Georgia/Tennessee Water Settlement Proposal
Radio Commentary, 90.7, 91.7 New Life FM, April 26, 2013 – By Sue Ella Deadwyler
Good morning, Jim. A mistake was made in 1818 when the boundary between Georgia and Tennessee was drawn. The surveyor put the boundary one mile south of the actual location of the 35th parallel. Since then, several resolutions and acts by both Georgia and Tennessee have recognized the problem, but the boundary has not been corrected. That might not be an issue to the State of Tennessee, but a corrected border would give Georgia access to water in the Tennessee River at Nickajack.
H.R. 4 proposes a remedy to the error of 1818 and asks Tennessee to settle the dispute by adopting the proper location of the boundary as outlined in the bill. If Tennessee rejects these conditions and Georgia insists on a corrected boundary, Georgia could file suit against Tennessee to set the 35th parallel of north latitude as the true and correct boundary.
H.R. 4 gives Tennessee until the last day of the 2014 legislative session to reach an agreement OR the Georgia Attorney General will be directed to take whatever action necessary to file suit in the U.S. Supreme Court against Tennessee for final settlement of the boundary issue.H.R. 4 is a good bill and it did pass, but I’m always astonished when a good bill that would preserve evidence of our heritage is left in committee to die. H.B. 91 introduced by Representative Benton on January 28th went to the State Properties committee and it’s still there.

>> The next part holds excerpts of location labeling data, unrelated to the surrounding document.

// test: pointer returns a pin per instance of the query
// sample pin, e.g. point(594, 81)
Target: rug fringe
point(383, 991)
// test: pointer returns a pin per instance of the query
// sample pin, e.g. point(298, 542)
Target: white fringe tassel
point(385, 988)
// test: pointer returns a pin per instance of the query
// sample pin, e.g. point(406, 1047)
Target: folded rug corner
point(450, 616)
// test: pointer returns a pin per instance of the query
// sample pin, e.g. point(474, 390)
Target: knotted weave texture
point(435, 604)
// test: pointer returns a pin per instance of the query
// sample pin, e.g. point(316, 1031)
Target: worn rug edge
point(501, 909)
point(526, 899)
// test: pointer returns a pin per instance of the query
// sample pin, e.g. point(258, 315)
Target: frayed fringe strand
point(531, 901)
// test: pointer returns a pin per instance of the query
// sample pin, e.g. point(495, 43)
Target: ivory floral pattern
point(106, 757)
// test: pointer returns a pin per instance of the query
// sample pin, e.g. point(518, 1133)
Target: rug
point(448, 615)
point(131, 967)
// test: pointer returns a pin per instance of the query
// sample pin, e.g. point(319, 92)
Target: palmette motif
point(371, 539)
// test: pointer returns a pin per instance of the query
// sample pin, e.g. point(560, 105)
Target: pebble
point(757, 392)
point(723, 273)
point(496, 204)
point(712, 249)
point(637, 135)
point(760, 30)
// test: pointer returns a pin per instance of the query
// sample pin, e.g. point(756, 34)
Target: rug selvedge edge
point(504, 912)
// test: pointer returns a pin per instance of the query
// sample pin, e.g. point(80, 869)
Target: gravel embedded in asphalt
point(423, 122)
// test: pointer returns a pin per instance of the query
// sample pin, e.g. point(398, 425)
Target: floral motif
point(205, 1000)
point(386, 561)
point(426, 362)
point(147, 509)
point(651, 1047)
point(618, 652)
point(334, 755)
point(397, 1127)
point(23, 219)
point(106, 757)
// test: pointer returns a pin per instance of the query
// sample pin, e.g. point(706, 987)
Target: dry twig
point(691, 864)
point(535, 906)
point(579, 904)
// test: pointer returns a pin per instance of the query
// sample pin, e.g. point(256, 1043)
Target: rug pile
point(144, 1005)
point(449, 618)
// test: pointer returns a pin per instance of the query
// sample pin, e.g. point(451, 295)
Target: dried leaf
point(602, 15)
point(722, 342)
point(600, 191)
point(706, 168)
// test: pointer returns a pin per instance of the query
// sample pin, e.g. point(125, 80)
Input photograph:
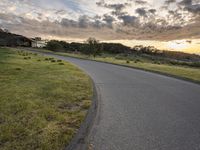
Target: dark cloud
point(83, 21)
point(141, 2)
point(153, 11)
point(189, 41)
point(185, 2)
point(167, 2)
point(67, 22)
point(141, 12)
point(117, 7)
point(195, 9)
point(108, 19)
point(128, 20)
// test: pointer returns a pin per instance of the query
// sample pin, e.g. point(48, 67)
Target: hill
point(12, 40)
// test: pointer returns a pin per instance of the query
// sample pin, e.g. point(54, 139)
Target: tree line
point(93, 47)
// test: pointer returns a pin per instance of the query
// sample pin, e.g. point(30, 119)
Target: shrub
point(18, 68)
point(86, 104)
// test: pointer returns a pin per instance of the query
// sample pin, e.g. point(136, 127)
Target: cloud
point(167, 2)
point(141, 12)
point(153, 11)
point(128, 20)
point(141, 2)
point(105, 19)
point(108, 19)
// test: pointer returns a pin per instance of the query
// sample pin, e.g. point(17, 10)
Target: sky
point(165, 24)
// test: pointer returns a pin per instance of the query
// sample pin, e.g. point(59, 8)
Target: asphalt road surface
point(139, 110)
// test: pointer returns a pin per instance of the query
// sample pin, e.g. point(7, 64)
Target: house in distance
point(38, 42)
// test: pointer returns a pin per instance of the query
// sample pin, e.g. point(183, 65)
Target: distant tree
point(93, 47)
point(54, 45)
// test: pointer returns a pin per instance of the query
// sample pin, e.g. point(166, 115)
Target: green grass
point(186, 72)
point(42, 102)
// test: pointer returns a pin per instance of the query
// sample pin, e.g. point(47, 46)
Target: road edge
point(80, 141)
point(147, 70)
point(132, 67)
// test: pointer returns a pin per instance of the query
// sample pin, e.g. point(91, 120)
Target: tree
point(54, 45)
point(93, 47)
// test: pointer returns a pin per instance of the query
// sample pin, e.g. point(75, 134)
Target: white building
point(38, 42)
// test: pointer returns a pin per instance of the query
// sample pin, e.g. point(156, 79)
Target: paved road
point(141, 110)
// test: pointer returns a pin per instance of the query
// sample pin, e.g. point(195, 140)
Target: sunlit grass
point(42, 102)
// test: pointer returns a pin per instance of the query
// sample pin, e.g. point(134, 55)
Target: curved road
point(139, 110)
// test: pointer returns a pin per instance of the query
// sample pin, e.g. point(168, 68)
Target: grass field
point(42, 101)
point(186, 72)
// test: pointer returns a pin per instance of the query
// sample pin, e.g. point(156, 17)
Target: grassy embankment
point(186, 72)
point(42, 101)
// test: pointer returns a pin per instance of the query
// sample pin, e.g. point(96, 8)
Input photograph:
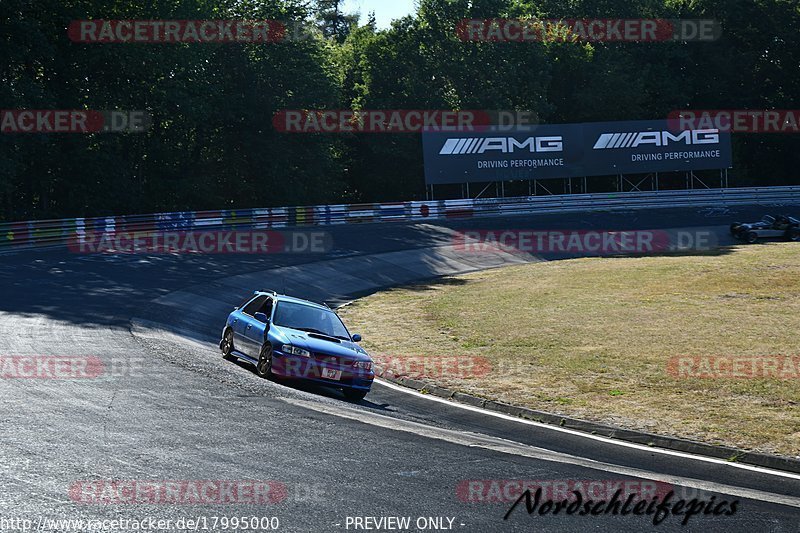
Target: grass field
point(593, 339)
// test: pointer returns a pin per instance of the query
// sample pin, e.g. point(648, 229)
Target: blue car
point(296, 339)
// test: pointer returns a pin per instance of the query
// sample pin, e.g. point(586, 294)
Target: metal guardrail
point(48, 233)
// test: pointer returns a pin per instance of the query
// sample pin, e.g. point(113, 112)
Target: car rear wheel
point(227, 345)
point(354, 395)
point(264, 366)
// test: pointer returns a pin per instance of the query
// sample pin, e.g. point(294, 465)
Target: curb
point(725, 453)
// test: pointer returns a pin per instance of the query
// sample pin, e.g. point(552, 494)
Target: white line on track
point(615, 442)
point(476, 440)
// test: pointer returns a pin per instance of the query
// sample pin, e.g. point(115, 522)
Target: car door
point(255, 334)
point(244, 336)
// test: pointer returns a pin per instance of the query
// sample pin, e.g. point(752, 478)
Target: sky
point(385, 10)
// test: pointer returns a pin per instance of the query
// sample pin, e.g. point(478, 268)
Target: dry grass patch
point(592, 338)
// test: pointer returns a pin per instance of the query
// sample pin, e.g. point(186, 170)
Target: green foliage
point(212, 143)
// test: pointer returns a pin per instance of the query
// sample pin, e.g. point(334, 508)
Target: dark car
point(769, 227)
point(298, 339)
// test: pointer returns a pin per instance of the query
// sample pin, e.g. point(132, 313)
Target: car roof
point(283, 298)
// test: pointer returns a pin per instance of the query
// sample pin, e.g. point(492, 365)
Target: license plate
point(329, 373)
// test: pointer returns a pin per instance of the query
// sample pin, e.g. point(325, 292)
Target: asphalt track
point(169, 408)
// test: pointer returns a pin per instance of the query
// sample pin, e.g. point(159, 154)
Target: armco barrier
point(45, 233)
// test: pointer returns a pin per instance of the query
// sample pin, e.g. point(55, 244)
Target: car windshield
point(310, 319)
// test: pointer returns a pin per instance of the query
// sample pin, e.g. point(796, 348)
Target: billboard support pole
point(483, 191)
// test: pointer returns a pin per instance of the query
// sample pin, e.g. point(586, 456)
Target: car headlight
point(294, 350)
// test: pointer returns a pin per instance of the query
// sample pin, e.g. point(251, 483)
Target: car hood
point(756, 225)
point(314, 344)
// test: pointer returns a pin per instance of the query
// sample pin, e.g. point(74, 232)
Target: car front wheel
point(227, 345)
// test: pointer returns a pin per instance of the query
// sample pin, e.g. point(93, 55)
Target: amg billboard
point(571, 150)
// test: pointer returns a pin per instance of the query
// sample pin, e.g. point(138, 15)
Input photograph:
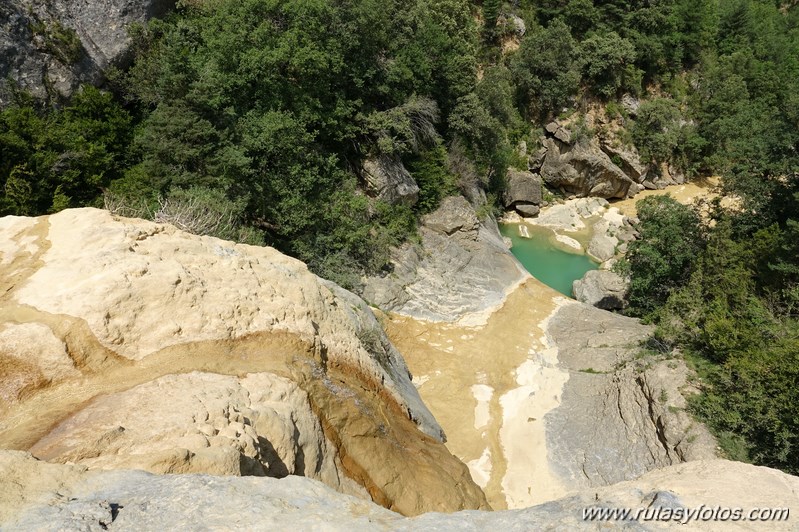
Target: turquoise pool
point(546, 262)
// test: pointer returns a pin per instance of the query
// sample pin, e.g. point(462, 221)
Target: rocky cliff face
point(50, 47)
point(44, 496)
point(126, 343)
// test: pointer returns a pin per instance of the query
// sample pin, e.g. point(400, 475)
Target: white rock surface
point(41, 496)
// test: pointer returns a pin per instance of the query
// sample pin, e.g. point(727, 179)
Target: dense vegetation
point(253, 118)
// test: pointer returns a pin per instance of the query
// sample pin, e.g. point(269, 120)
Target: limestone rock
point(307, 381)
point(602, 289)
point(454, 216)
point(602, 246)
point(583, 169)
point(616, 420)
point(390, 181)
point(626, 158)
point(527, 210)
point(522, 188)
point(42, 496)
point(261, 424)
point(34, 55)
point(462, 268)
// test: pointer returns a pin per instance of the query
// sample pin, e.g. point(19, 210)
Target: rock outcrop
point(44, 496)
point(619, 417)
point(602, 289)
point(127, 343)
point(523, 192)
point(461, 267)
point(389, 180)
point(50, 47)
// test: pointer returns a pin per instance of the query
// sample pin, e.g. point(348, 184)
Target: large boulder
point(389, 180)
point(583, 169)
point(41, 496)
point(127, 343)
point(602, 289)
point(619, 415)
point(522, 190)
point(461, 267)
point(50, 47)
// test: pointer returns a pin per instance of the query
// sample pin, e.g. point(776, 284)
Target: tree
point(545, 70)
point(662, 259)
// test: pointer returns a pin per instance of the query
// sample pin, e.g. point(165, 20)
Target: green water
point(546, 262)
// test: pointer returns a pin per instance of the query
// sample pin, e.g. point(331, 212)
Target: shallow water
point(545, 260)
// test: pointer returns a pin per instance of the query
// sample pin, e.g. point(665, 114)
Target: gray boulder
point(462, 266)
point(390, 181)
point(522, 187)
point(619, 416)
point(602, 289)
point(51, 47)
point(584, 170)
point(527, 210)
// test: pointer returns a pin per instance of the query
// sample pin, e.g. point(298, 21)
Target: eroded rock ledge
point(620, 415)
point(48, 496)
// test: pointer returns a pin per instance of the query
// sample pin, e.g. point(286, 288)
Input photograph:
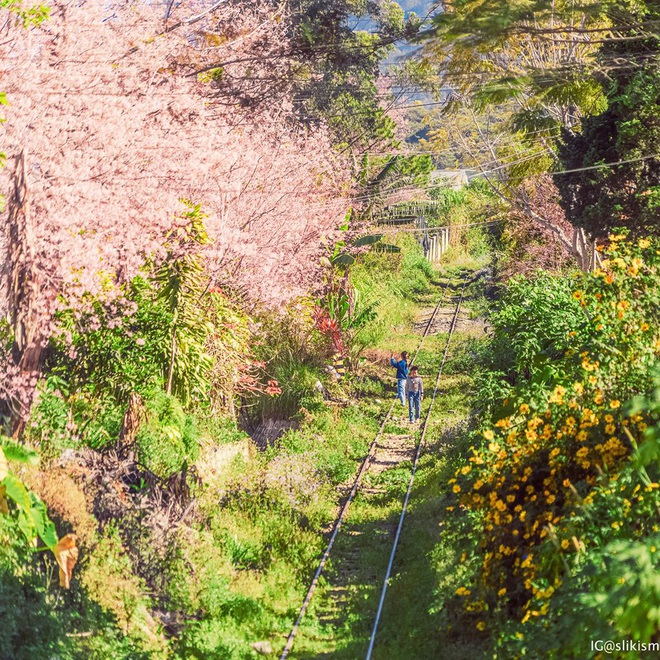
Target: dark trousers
point(414, 403)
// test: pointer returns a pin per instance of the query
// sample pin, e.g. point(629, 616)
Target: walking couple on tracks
point(409, 386)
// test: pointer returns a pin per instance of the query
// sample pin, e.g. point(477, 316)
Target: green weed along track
point(338, 623)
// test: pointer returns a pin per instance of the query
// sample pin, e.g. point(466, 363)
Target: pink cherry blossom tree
point(109, 128)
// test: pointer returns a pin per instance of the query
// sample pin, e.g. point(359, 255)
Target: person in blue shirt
point(401, 376)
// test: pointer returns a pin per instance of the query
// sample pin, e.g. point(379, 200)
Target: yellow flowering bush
point(551, 480)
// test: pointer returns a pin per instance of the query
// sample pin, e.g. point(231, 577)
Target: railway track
point(387, 451)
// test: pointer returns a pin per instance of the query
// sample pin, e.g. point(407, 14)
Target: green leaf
point(386, 247)
point(18, 453)
point(368, 240)
point(17, 491)
point(343, 259)
point(42, 523)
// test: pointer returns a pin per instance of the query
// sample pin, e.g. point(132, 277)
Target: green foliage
point(182, 283)
point(28, 15)
point(169, 439)
point(628, 129)
point(391, 280)
point(530, 333)
point(114, 350)
point(343, 66)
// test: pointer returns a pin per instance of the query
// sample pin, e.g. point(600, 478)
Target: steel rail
point(356, 484)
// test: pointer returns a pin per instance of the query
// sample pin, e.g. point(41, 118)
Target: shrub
point(563, 487)
point(169, 439)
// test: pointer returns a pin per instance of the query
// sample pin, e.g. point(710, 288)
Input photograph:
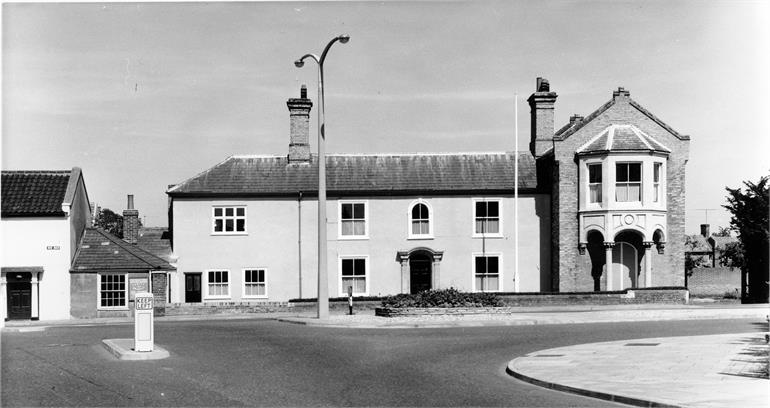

H.B. 91 would protect government statues, monuments, plaques, banners and other commemorative symbols that are erected, constructed, created, or maintained on state government property. If it were to pass next session, such government property could not be relocated, removed, concealed, obscured or altered in any way by any officer or agency. Anyone who damages, destroys, or loses a monument or takes or removes a monument without replacing it would be responsible got repairing it or replacing it and must repay the state for attorney fees and court costs if the issue has to be settled in court.
H.B. 91 also protects privately owned monuments located on private property and gives the private property owner the right to sue for injury or damages if this were to become law. The bad news is it didn’t pass this session. The good news is it remains alive for next session. For Georgia Insight I’m Sue Ella Deadwyler, your Capitol correspondent.